Самолет взлетал на редкость необычно – он очень вяло набирал высоту, а затем неожиданно сделал круг и только тогда пошел вверх несколько круче. Пассажиры беспокойно ерзали и переглядывались. Минут через пять командир корабля по внутренней связи извинился перед пассажирами за волнения при взлете и объяснил, что диспетчер попросил его срочно освободить воздушный коридор для аварийной посадки самолета французской авиакомпании, у которого неожиданно возникли проблемы с двигателем.
И тут меня пронизала догадка: наверняка тут не обошлось без затычки Ризенбаума! Черт побери! Она работает! Ну конечно: я машинально щелкал авторучкой туда-сюда, а сам думал о том, чтобы куда-то девать лишних пару часов, а потом – я точно это помнил – я подумал о пологом взлете… И вот – на тебе! Слава богу, я не скомандовал затычке что-нибуль такое, отчего… Меня слегка передернуло. Надо быть поосторожнее с этой затычкой – опасная игрушка и непростая. Уж лучше бы это была мистификация – неожиданно подумалось мне.
Я сидел, поглядывая в иллюминатор, и размышлял над ситуацией, которая неожиданно и кардинально изменилась. Во-первых, прибор должен быть постоянно со мной. Нельзя оставлять его ни на минуту. А вдруг я его потеряю, а кто-нибудь нажмет на кнопу авторучки, а я подумаю в этот момент что-нибудь такое… нет, лучше об этом не думать. Вдруг кнопка на авторучке нечаянно нажалась, когда я засовывал чемодан на полку для багажа? Меня прошиб липкий холодный пот. Стараясь ни о чем не думать, изо всех сил пытаясь задержать течение мыслей, я осторожно, как гремучую змею, вытащил затычку из кармана. Слава богу – красной точки нет. Я вздохнул с облегчением, но почти сразу же меня облил ледяной страх: а что если бы затычка была включена, а я в это время командовал себе остановить свои мысли? Услужливая затычка немедленно остановила бы их раз и навсегда. Я теперь бы летел в этом самолете как безмозглый овощ-инвалид, пуская слюну, и мою коляску сопровождала бы пара сиделок.

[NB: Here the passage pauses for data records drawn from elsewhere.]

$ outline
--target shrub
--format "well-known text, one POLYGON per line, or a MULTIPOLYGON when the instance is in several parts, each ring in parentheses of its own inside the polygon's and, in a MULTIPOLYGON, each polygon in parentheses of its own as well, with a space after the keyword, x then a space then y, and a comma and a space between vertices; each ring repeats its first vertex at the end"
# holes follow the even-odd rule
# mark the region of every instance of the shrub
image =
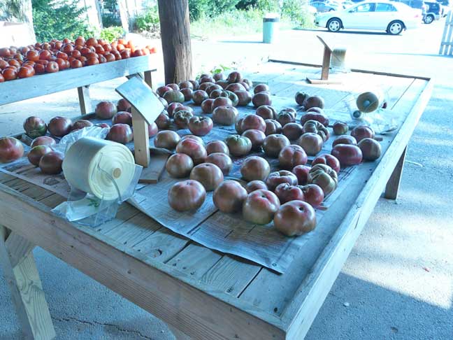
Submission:
POLYGON ((157 6, 150 7, 144 13, 137 15, 136 27, 140 31, 159 31, 159 10, 157 6))
POLYGON ((238 0, 189 0, 189 13, 192 20, 205 17, 216 17, 236 8, 238 0))
POLYGON ((305 0, 283 0, 282 17, 304 27, 312 25, 312 17, 305 0))
POLYGON ((105 39, 109 43, 117 40, 124 35, 124 31, 121 26, 107 27, 101 31, 99 38, 105 39))
POLYGON ((93 35, 93 30, 82 19, 85 10, 78 0, 32 0, 33 25, 38 41, 75 39, 93 35))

Придя в себя и кое-как приглушив в себе страх, я взял затычку в руки и стал думать о том, какой можно найти выход из ситуации. В иллюминаторе под неплотной завесой рваных облаков, не спеша, поворачивалась земля, похожая на школьную карту, заляпанную манной кашей. Что делать? Извечный русский вопрос приобрел особую актуальность из-за наличия в руках страшной затычки, которую срочно было необходимо обезопасить.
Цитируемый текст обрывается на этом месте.